THE BITTERBYNDE TRILOGY
Book One: The Ill-Made Mute
(c) Cecilia Dart-Thornton.
2/ THE HOUSE OF THE STORMRIDERS.
"Unremembered, yesterday is extinct.
Without yesterday, today has no meaning.
Who are you, if forgotten?
Who are you, but the sum of your memories?"
Ertish saying.
Despite being immured within in the dark, airless, walled spaces of the Tower, despite the fact that he was badly-informed and struggling to comprehend his plight, the foundling came to understand that in some way the existence of Stormrider Houses revolved around horses. The sound of horses echoed from unexpected directions in the dominite cavities, the warm scent of them wafted suddenly to the nostrils from Outside, along with a thicker, avian odour as of caged birds. Horses were hoisted up and down the towers in lift-cages and horses were kept in stalls in the upper storeys. When he began Outside work, the newest and most lowly menial of the House was able to divine their purpose.
On a morning when the first sunrays stabbing copper blades into the pink underbelly of the east, the foundling was sent Outside to a balcony, to trounce the dust from floor-rugs.

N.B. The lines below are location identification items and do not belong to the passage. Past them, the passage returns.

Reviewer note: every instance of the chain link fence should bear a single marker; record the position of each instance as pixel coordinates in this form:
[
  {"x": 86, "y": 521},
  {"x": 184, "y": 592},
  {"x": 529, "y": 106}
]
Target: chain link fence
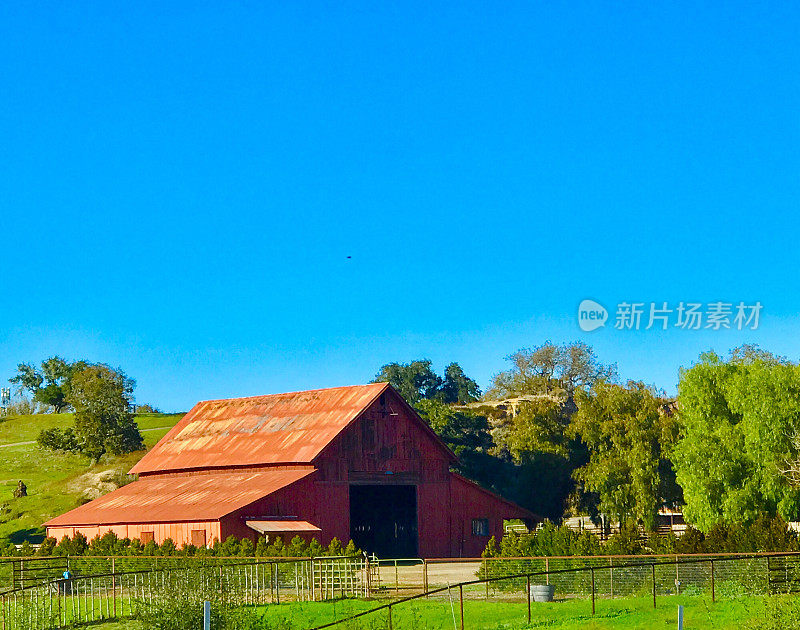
[{"x": 85, "y": 598}]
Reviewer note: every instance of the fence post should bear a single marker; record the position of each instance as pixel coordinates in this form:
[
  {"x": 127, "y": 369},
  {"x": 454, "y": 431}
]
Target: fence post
[
  {"x": 528, "y": 590},
  {"x": 653, "y": 566},
  {"x": 713, "y": 591},
  {"x": 461, "y": 603},
  {"x": 611, "y": 574},
  {"x": 547, "y": 570},
  {"x": 114, "y": 585}
]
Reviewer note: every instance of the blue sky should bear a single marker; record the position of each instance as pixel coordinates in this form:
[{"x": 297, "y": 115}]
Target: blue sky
[{"x": 181, "y": 185}]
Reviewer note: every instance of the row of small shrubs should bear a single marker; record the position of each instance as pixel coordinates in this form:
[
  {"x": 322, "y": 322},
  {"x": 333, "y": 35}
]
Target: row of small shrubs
[
  {"x": 110, "y": 544},
  {"x": 766, "y": 533}
]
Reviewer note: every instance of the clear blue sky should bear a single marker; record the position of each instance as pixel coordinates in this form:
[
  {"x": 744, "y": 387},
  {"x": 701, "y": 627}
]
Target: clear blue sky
[{"x": 181, "y": 184}]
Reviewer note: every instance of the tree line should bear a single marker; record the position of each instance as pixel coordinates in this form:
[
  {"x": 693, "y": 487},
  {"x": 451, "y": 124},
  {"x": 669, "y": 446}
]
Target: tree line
[
  {"x": 101, "y": 398},
  {"x": 560, "y": 434}
]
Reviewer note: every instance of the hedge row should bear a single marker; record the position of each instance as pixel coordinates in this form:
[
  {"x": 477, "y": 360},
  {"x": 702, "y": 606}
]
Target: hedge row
[{"x": 112, "y": 545}]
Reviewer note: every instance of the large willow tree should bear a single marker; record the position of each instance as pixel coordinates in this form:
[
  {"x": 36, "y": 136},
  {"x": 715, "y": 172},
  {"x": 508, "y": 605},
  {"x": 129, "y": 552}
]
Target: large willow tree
[{"x": 740, "y": 422}]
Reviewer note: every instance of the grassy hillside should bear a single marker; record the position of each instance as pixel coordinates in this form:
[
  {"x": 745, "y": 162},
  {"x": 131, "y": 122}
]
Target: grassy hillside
[{"x": 56, "y": 482}]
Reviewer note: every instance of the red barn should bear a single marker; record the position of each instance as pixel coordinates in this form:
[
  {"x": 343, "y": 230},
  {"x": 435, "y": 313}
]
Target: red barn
[{"x": 347, "y": 462}]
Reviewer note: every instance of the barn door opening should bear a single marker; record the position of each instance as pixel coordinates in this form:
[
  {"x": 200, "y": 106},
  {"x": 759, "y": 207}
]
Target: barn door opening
[{"x": 383, "y": 520}]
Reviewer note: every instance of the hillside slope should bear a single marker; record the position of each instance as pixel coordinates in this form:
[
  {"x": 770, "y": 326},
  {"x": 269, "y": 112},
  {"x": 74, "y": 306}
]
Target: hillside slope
[{"x": 56, "y": 482}]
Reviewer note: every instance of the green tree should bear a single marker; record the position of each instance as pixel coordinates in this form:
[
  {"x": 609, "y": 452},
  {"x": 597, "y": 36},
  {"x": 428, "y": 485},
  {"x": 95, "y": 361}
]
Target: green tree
[
  {"x": 417, "y": 381},
  {"x": 101, "y": 398},
  {"x": 468, "y": 435},
  {"x": 414, "y": 381},
  {"x": 739, "y": 420},
  {"x": 628, "y": 435},
  {"x": 48, "y": 384},
  {"x": 457, "y": 387},
  {"x": 550, "y": 369}
]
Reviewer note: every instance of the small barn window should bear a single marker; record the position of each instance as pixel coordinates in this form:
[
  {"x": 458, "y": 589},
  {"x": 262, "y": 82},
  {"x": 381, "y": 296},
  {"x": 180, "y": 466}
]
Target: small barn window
[
  {"x": 480, "y": 526},
  {"x": 368, "y": 433},
  {"x": 199, "y": 537}
]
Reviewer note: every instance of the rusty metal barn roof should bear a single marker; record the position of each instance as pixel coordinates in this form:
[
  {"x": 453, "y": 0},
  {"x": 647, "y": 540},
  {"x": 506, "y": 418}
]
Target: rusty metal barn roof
[
  {"x": 273, "y": 429},
  {"x": 180, "y": 498},
  {"x": 277, "y": 527}
]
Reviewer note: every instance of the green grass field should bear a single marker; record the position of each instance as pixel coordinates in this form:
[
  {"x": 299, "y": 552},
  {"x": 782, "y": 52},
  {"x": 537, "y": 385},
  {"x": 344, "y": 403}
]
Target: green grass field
[
  {"x": 53, "y": 479},
  {"x": 754, "y": 613}
]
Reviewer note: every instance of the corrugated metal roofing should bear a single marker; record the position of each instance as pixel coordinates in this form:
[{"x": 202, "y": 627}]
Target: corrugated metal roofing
[
  {"x": 180, "y": 498},
  {"x": 273, "y": 429},
  {"x": 276, "y": 527}
]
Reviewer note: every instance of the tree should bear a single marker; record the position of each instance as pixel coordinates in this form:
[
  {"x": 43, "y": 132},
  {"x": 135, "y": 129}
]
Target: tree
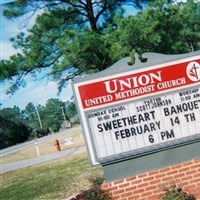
[
  {"x": 64, "y": 37},
  {"x": 12, "y": 127},
  {"x": 53, "y": 115},
  {"x": 76, "y": 37}
]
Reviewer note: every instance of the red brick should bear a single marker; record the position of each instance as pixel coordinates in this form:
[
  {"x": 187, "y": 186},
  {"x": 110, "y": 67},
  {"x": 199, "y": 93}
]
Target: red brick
[
  {"x": 160, "y": 175},
  {"x": 153, "y": 173},
  {"x": 146, "y": 194},
  {"x": 186, "y": 178},
  {"x": 127, "y": 194},
  {"x": 118, "y": 182},
  {"x": 172, "y": 172},
  {"x": 149, "y": 178},
  {"x": 197, "y": 161},
  {"x": 117, "y": 197},
  {"x": 176, "y": 166},
  {"x": 134, "y": 197},
  {"x": 151, "y": 187},
  {"x": 153, "y": 197},
  {"x": 179, "y": 175},
  {"x": 197, "y": 180},
  {"x": 187, "y": 163},
  {"x": 131, "y": 178},
  {"x": 138, "y": 191},
  {"x": 196, "y": 166},
  {"x": 136, "y": 182},
  {"x": 184, "y": 169},
  {"x": 132, "y": 188},
  {"x": 168, "y": 178},
  {"x": 191, "y": 172},
  {"x": 166, "y": 169},
  {"x": 142, "y": 175},
  {"x": 142, "y": 185},
  {"x": 113, "y": 188},
  {"x": 124, "y": 185},
  {"x": 118, "y": 191}
]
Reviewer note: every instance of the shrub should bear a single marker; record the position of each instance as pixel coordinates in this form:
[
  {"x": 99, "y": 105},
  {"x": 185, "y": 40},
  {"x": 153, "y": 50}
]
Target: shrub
[
  {"x": 176, "y": 193},
  {"x": 95, "y": 192}
]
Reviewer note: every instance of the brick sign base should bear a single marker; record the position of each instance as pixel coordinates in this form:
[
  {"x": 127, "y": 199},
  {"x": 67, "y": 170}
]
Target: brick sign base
[{"x": 149, "y": 185}]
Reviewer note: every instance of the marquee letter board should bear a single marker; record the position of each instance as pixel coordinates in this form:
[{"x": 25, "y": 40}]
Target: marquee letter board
[{"x": 127, "y": 111}]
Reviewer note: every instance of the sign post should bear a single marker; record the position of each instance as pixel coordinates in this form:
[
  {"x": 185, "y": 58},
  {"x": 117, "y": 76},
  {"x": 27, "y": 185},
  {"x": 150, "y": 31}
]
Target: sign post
[{"x": 137, "y": 111}]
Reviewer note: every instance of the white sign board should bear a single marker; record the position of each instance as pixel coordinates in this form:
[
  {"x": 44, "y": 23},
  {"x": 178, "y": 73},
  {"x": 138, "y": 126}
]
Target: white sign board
[{"x": 138, "y": 111}]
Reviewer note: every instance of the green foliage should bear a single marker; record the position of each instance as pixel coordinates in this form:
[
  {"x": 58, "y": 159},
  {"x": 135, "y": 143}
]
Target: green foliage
[
  {"x": 18, "y": 125},
  {"x": 13, "y": 129},
  {"x": 95, "y": 192},
  {"x": 176, "y": 193},
  {"x": 55, "y": 180},
  {"x": 73, "y": 38}
]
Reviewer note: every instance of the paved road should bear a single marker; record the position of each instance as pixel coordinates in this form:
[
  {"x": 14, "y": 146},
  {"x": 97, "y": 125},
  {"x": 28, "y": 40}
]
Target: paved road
[{"x": 41, "y": 159}]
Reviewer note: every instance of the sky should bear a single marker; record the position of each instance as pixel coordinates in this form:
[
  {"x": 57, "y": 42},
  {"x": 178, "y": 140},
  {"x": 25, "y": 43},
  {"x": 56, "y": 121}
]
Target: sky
[{"x": 37, "y": 92}]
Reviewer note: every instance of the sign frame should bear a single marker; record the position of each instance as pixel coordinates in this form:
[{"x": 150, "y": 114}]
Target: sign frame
[{"x": 119, "y": 69}]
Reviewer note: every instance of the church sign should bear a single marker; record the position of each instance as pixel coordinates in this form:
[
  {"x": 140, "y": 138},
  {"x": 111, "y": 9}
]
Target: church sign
[{"x": 142, "y": 110}]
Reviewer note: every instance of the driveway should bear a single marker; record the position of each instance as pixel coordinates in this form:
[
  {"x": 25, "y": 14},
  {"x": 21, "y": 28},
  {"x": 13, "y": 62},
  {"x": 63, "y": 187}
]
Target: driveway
[{"x": 41, "y": 159}]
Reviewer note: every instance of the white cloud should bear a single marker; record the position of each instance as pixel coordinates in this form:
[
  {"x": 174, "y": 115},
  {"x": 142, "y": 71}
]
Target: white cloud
[{"x": 7, "y": 50}]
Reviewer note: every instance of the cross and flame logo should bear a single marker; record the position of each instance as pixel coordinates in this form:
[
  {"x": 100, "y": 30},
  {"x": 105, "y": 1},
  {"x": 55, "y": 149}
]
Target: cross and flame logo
[{"x": 193, "y": 71}]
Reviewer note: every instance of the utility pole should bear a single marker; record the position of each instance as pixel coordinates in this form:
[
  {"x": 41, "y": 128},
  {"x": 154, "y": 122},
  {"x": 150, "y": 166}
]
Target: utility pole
[{"x": 38, "y": 116}]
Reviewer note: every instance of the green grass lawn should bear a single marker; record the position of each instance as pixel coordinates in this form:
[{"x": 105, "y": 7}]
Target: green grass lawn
[{"x": 53, "y": 180}]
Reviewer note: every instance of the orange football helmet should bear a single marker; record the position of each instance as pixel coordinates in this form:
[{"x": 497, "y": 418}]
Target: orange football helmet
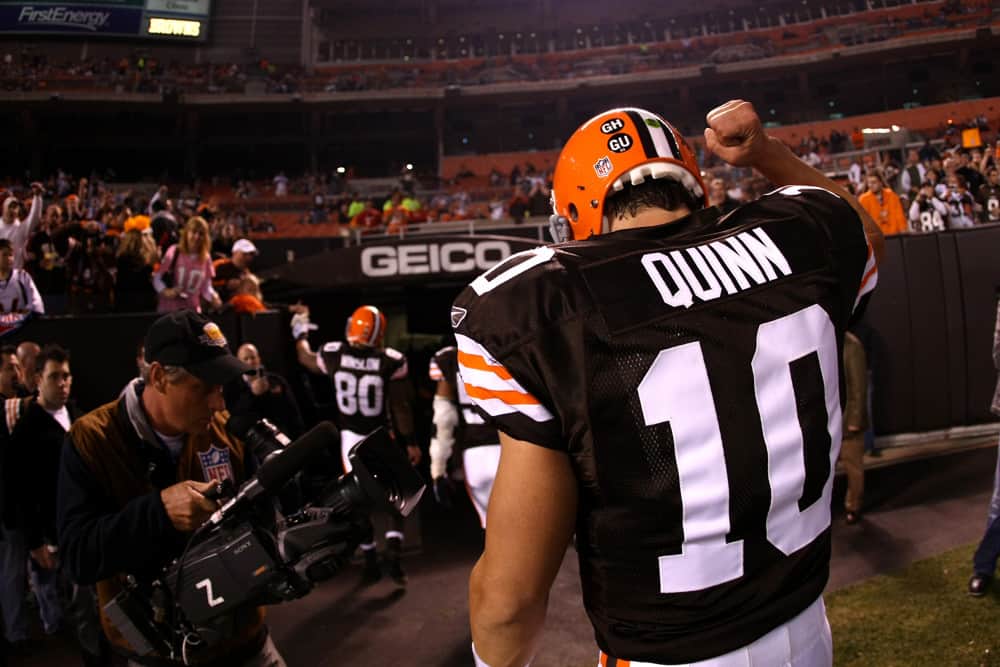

Over a layer of convective air, flat-based cumulus clouds floated tranquilly like latherings of soap-bubbles on invisible water, their frayed rims gilded by the dawn. Viewed from high on the balcony, the clouds were almost at eye-level. This was the first time the boy had ventured into the open air, and excitement made him shiver.
Leaning over the battlements and looking far down, he could see the demesnes laid out like a map - the kitchen gardens, the neglected flower gardens, the stables and training yards, the wizard's hall and bits of the rutted road between the trees that overhung it. Horses roamed the meadows, hattocking tracks, training yards and stables below. They all seemed to be burdened with pairs of panniers slung on either side of their flanks, but what those baskets contained, the watcher could not tell from a distance.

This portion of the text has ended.